I'll go even further and say that interior passive thermal mass is not something I would go out of my way to have. I may be unusual, but I like a nice steady indoor temperature (ok, somewhat cooler when sleeping) - where interior passive thermal mass doesn't help and can hurt.

I would pay something for exterior mass or active thermal storage. How much is very situation dependent.

Posted By jonr on 29 Nov 2011 11:44 AM
I'll go even further and say that interior passive thermal mass is not something I would go out of my way to have. I may be unusual, but I like a nice steady indoor temperature (ok, somewhat cooler when sleeping) - where interior passive thermal mass doesn't help and can hurt.

I would pay something for exterior mass or active thermal storage. How much is very situation dependent.

Having more thermal mass on the inside the thermal envelope always helps, and never hinders keeping indoor temps steady. 
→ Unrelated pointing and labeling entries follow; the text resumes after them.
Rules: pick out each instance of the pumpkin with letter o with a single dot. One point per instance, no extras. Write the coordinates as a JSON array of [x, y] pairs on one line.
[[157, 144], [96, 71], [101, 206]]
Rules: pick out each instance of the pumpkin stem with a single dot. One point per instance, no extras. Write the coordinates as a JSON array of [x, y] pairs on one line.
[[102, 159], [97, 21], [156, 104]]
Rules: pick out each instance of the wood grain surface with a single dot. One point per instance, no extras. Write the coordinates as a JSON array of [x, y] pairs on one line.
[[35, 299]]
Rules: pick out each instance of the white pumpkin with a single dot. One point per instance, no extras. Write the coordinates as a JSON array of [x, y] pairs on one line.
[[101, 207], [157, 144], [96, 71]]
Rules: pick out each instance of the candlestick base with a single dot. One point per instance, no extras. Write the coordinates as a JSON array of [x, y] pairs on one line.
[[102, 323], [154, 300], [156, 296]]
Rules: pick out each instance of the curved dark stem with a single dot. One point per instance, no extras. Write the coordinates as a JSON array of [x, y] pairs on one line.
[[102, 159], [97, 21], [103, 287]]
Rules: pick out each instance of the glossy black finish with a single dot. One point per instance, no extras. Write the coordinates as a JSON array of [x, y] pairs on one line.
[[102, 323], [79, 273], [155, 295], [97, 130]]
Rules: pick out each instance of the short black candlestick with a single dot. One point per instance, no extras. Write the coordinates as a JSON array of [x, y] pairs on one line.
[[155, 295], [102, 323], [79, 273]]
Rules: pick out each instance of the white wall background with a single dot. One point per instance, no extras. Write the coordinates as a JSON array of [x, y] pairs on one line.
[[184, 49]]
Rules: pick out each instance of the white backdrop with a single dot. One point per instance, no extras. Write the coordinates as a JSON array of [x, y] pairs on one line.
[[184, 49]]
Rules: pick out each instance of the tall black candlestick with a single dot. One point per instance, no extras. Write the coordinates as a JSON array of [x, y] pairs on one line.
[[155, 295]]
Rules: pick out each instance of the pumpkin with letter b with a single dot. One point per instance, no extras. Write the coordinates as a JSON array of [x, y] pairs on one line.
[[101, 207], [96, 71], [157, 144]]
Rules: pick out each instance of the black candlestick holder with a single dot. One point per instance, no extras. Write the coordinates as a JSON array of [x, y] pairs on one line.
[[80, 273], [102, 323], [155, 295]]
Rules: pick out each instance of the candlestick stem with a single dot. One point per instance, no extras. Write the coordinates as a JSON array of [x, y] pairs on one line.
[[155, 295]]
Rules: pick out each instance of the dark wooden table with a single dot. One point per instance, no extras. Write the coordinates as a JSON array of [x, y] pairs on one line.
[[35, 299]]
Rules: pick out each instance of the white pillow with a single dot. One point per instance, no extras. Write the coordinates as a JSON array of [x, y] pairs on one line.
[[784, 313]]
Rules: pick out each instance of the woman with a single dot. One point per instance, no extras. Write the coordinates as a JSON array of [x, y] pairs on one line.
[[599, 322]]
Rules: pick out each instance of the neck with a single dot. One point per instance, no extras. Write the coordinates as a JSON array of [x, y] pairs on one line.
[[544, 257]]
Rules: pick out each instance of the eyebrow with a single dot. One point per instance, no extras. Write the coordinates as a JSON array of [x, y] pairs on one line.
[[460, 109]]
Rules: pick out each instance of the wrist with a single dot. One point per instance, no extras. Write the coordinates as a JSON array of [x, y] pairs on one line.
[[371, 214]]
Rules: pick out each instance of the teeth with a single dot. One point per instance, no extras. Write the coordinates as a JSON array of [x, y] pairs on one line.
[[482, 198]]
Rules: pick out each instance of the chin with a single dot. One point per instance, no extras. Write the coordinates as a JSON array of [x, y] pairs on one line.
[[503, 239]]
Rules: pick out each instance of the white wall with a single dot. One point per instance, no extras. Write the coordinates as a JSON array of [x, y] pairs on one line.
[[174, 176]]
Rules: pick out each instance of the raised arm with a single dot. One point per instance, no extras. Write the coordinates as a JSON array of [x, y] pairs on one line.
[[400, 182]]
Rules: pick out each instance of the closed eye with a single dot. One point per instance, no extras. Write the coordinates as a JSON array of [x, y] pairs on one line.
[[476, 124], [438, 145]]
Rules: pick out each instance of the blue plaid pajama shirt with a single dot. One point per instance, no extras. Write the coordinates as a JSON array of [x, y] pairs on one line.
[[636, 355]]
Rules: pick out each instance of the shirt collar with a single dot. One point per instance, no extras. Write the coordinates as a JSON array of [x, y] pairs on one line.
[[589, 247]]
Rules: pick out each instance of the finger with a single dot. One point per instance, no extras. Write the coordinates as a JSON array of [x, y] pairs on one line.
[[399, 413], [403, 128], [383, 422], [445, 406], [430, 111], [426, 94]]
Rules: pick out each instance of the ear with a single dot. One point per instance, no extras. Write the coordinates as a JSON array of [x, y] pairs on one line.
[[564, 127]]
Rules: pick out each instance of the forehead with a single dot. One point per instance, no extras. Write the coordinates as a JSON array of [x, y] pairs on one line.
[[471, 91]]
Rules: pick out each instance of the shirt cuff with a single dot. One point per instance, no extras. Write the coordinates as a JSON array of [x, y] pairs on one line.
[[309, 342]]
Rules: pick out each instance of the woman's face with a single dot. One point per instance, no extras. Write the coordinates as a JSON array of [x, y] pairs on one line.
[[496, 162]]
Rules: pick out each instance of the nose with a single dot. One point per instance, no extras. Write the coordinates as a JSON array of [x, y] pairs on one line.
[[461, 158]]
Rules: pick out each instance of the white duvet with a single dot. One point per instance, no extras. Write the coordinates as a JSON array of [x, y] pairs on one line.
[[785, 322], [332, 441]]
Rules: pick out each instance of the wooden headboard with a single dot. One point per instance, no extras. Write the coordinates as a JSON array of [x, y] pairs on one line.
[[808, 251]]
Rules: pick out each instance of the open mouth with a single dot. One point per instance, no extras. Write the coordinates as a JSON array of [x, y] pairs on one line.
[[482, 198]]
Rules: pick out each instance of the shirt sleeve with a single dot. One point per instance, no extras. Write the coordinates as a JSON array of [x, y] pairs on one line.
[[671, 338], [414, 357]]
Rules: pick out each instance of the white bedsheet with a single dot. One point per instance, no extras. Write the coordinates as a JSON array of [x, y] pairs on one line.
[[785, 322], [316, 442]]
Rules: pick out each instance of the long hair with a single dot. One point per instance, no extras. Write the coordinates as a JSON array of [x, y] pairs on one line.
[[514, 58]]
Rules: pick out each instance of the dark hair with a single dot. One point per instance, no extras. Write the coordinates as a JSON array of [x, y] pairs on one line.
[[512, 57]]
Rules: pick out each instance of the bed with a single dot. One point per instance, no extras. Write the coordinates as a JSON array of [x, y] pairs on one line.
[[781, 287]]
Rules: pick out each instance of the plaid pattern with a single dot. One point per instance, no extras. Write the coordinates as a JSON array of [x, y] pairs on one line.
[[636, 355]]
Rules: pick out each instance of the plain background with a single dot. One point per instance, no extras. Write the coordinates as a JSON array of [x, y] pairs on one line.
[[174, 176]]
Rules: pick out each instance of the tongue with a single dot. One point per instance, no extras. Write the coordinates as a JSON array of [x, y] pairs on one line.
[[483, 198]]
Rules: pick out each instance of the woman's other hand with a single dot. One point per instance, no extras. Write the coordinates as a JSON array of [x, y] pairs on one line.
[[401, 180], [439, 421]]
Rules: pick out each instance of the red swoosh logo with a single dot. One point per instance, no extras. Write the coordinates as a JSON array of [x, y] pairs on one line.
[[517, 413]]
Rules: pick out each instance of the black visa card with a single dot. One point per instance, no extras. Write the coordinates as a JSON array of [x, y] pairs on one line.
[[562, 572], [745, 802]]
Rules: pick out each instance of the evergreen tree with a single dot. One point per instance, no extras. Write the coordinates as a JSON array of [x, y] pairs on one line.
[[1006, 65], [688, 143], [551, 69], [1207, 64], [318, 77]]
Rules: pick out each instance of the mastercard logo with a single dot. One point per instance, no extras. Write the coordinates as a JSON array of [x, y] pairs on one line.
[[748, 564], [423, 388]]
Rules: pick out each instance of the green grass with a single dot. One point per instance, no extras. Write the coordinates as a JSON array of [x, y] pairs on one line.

Having more thermal mass only hurts if you want to be able to VARY the room temp over the course of the day.  If you want to keep your sleeping quarters cooler in a higher mass room, zone it separately, rather than counting on heat losses to cool it for you by the time you go to bed.

Whether (and how much) it's worth paying for more mass depends.

Whether or not passive solar and high mass are archaic is subjective, but both are clearly analog problems by their nature. Skepticism is warranted in my view on claims that they can be controlled precisely, or even simply and reliably.

My point on masonry heaters was merely to observe that, Dana's preference for low mass heat notwithstanding, high mass heat aux is not only common but considered the standard. There are three arguments why this should be so, none of which dates to the 18th century.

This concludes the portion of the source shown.